So I find myself doing what feels like my 100th downward dog after my 90th warrior pose and the sweat is pouring off me. For the first time in a long time, I feel a bit dizzy and am contemplating stopping altogether. My yoga instructor actually looks like me (another first!): not as big as me but we both look like we could have played football. He is walking around the class reassuring us that this is the bit of the class where we can get the good stuff. If we push through the discomfort, goodness would be waiting for us at the other end. Part of me is thinking he can keep his goodness for himself as I’ve had quite enough, as I gaze down at the pool of sweat around my yoga mat. Another part of me is intrigued. What is this goodness he is talking about? Ever since giving up squash 2 years ago, I haven’t really pushed myself to this level of discomfort.
So I wipe the sweat from my eyes and push on, as he suggests. So does everyone else in the class, as a collective groan erupts across the room and we all look at each other asking the question, “Why, oh why are we paying to do this to ourselves?”
My other yoga class the following day is not quite as sweaty but as the name of the class is Power Yoga, it’s equally intense. Our instructor challenges us with the question, “How many of us have come to our mats believing we can’t do a particular position? Believing, it’s too hard for us and we can’t possibly do that?” She personally challenges me to do a handstand saying, “Come fly with me.” For context, I’m 6 foot 2 and weigh 114 kg. My instructor is definitely a foot shorter than me and my right leg alone may weigh more than her. So, understandably, I decide not to fly with her this time around. The person to my left however has already taken off, no invite required, and comes crashing down shortly after—collapsing forward from their handstand. I ask to do my handstand by the wall, where I would feel more comfortable in case I fall forward.
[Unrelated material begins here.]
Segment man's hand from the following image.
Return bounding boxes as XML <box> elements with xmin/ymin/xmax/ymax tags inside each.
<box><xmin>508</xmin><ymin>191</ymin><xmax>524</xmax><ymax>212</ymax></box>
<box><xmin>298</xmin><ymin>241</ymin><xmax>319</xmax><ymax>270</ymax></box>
I’m amazed how confident she is of being able to catch me.
After my class, I start reflecting on how different yoga is at this studio in the Washington DC area relative to the classes I used to attend back in Central London. People are definitely more expressive here and intense (which means passionate. People in the UK are passionate…but we hide it deep down inside of us). The US studios have a lot more heated classes and power yoga sessions versus the restorative yin yoga classes that are most popular back in London, or maybe those were just the classes that I chose during my time there.
My experience in the US has made me question my perspective, perceptions and beliefs. Where do they come from? I’m trying to make the connection between my conscious and unconscious self. One is driving the other and I want to be sure the coordinates have been set correctly.
As I compare things between UK and US, I realize that I am also more in touch with my Nigerian roots as I am now living in an area with more Nigerians. I find myself questioning what I do and what I have learnt, and learning to unlearn and redefine my identity so that I can keep growing. It’s not easy to question your identity. I know I’m Nigerian and proud of it. But I also spent over 25 years living in the UK, which has definitely had an impact on me. Since getting married, I have been more in touch with my Nigerian side, which has created some conflict in my mind. How can I be Nigerian when I do certain things differently? When I look at my closest friends, it sometimes forces me to question whether I am truly Nigerian. Now I’m in the US, a completely different culture, and I have started noticing my British influences, which actually shocks me. I never thought of myself as British while actually living in the UK, despite being there for 25 years.
So as I think of the arrival of Baby Nwabueze, I ponder what can I share with him/her on how to navigate their global world. I have always believed we are firstly human. The color of your skin and where you are from is secondary. Yes, it informs your identity but being human (and humane) comes first. When I pick friends, I focus on the human side. I always try to be flexible with my identity, marrying my roots with the experiences that life throws my way so that I can maintain peace of mind. I find that when you become too rigid or see things in black and white, it creates tension in the mind and you are unable to adapt to your changing environment.
So today in yoga when the yoga instructor urged me to fly, before I know it I’m flying: doing the handstand with no wall to catch me, just my petite instructor. I push past my safety point where I think I will fall, but instead of panicking I simply move my hand to the side to catch myself and balance and come back down. The whole experience left me thinking, “Wow, that wasn’t so hard.” More flying to come!